The solution, as I have suggested before now, is to return from interpretation (which includes both criticism-as-explication and criticism-as-performance) to a more traditional scholarly conception of literary study. Scholars do not seek merely, in Bauerlein’s phrase, “to write something new and different”; they seek to contribute something new and different to knowledge. They are not satisfied with new “approaches.” They demand new facts, new sources, new intelligence.

Literary criticism has been narrowed, not merely in its “approach,” but in its subject matter. When I took up the question of Richard Russo’s Catholicism in Empire Falls yesterday, I consulted the MLA Bibliography to find the previous criticism on the novel. Eight years after its publication, only three articles on it have been published—and one of those, by Joseph Epstein in Commentary, was a review-essay on it and Jonathan Franzen’s Corrections. In the same period of time, sixty-four publications have appeared just on The Sound and the Fury.

I have come to believe that what literary scholars abuse as the canon—the “established canon,” the “fixed, restrictive canon”—is an image in the mirror. It exists only in the scholars’ own decisions of what to study, teach, and write about. Few literary critics display the scholarly instincts of Miriam Burstein, whom I recommend to all young graduate students as a model of the scholarly life:DAD THE EMERITUS HISTORIAN OF GRAECO-ROMAN EGYPT: Is that a good book?
ME: No.
DAD: So . . . you’re going to write about it.
The motto of her blog The Little Professor, Burstein quips, is: “I Read These Things So You Don't Have To.” Why should that not be the ambition of literary scholarship in an age of diminished returns?
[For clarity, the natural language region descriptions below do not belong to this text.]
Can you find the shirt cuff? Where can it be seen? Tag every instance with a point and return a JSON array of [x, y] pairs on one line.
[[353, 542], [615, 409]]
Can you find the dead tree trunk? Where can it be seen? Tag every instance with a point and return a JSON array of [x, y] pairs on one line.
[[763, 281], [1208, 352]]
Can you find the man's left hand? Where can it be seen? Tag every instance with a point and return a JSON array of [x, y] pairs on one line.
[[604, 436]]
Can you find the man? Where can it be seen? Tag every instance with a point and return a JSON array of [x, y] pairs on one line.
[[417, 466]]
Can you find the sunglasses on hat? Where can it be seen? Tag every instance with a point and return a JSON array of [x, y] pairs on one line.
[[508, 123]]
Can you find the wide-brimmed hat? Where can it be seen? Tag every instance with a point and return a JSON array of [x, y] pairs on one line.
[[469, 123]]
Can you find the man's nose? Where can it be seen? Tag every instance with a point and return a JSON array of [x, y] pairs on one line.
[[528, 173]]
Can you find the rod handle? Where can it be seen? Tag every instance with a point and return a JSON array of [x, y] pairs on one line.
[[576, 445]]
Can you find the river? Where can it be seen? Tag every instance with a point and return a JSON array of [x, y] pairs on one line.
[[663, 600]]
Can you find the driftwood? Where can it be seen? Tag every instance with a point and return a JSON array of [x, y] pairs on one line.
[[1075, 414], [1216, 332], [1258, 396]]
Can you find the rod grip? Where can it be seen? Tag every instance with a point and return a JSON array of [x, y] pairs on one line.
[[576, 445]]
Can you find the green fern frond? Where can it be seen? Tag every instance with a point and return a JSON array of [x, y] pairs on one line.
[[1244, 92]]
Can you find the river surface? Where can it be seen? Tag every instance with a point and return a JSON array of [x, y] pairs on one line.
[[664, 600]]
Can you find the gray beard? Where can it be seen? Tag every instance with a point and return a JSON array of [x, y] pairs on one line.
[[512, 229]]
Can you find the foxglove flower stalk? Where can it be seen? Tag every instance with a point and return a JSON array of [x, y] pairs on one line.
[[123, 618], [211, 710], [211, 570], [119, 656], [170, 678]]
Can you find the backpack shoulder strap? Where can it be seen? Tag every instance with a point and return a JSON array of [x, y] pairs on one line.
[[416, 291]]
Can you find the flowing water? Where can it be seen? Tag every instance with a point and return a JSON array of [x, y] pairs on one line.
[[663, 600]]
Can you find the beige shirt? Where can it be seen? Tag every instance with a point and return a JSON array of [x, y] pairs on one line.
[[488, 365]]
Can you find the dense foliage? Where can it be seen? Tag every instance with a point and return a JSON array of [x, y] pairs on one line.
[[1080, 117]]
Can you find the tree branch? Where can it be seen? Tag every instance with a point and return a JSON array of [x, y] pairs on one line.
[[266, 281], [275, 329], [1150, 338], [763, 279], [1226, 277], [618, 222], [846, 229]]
Rather than another intensive examination of The Sound and the Fury, perhaps some news about Faulkner’s contemporaries and the novels they published the same year—Edmund Wilson’s I Thought of Daisy, Cornell Woolrich’s Times Square, Edward Dahlberg’s Bottom Dogs, Wallace Thurman’s Blacker the Berry, Oliver La Farge’s Laughing Boy, Joseph Hergesheimer’s Swords and Roses, Robert Nathan’s There Is Another Heaven, Elizabeth Moorhead’s Clouded Hills, DuBose Heyward’s Mamba’s Daughters, O. E. Rolvaag’s Peder Victorious, Myron Brinig’s Singermann—might increase criticism’s returns.